Valentine’s Day is meant to be about love and relationships. For couples just starting out in a relationship it can end up feeling like an obstacle course full of opportunities for misunderstandings, overblown efforts and underwhelming gifts.
To help couples navigate that first Valentine’s Day we have some simple tips to help you both enjoy your day.
Talk about Valentine’s Day in advance
Talk to your new partner about what you should do as a couple for Valentine’s Day. Communication is the foundation of a good relationship no matter how long or short it has been. In the build up to Valentine’s Day, particularly for new relationships, it is essential.
The 14th February is a potential banana-skin for any relationship. It is loaded with expectations and often, assumptions. Not to mention the peer pressure of what his/her friend’s boyfriend/girlfriend did for them/bought for them being broadcast on social media.
If you like your new partner a lot but are not quite madly in love yet you might feel a card is sufficient. When you turn up to your work to a bouquet of roses, a giant novelty card, cuddly toy and an invite to dinner at the priciest restaurant in town, you might wish you had talked about it beforehand.
Romantic gestures in the movies and TV rarely translate well into real life
If you have had a discussion with your new partner in advance you should be clear on where they stand. For some a grand romantic gesture on your first Valentine’s Day would bring them nothing but joy. For others it will be mortifying. Knowing how you both feel about the day and your relationship will avoid any potentially painful (the thorns on that rose – ouch!) embarrassment.
Few relationships blossom or whither on the basis of a single Valentine’s Day so really think about what your new partner would enjoy most.
Agree on gifts or no gifts (and no surprises)
Agreeing whether to get gifts or not and a price limit is a great idea.
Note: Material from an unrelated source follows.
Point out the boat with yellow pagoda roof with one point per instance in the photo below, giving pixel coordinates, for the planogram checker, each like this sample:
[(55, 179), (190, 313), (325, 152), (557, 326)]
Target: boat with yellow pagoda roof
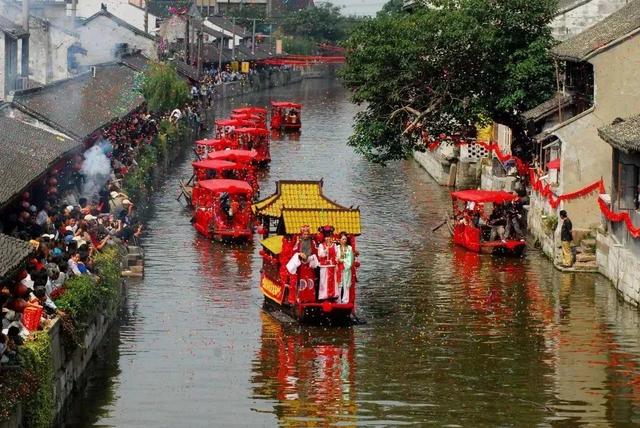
[(309, 252)]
For that first Valentine’s Day agreeing no gifts but to share a night out/night in is a good starting point. If one of you is excited to give a gift (“I’ve seen something you will really like!”) then agree a realistic price limit. Once that is agreed, stick to the agreement! Do not ‘just get something anyway’. Instead of your partner feeling great they are likely to end up feeling guilty for not surprising you.
These conversations might feel awkward at the time but they are a good way of avoiding more difficult ones later. And they can go a long way to helping keep expectations in check and avoid the hurt of Valentine’s Day disappointment.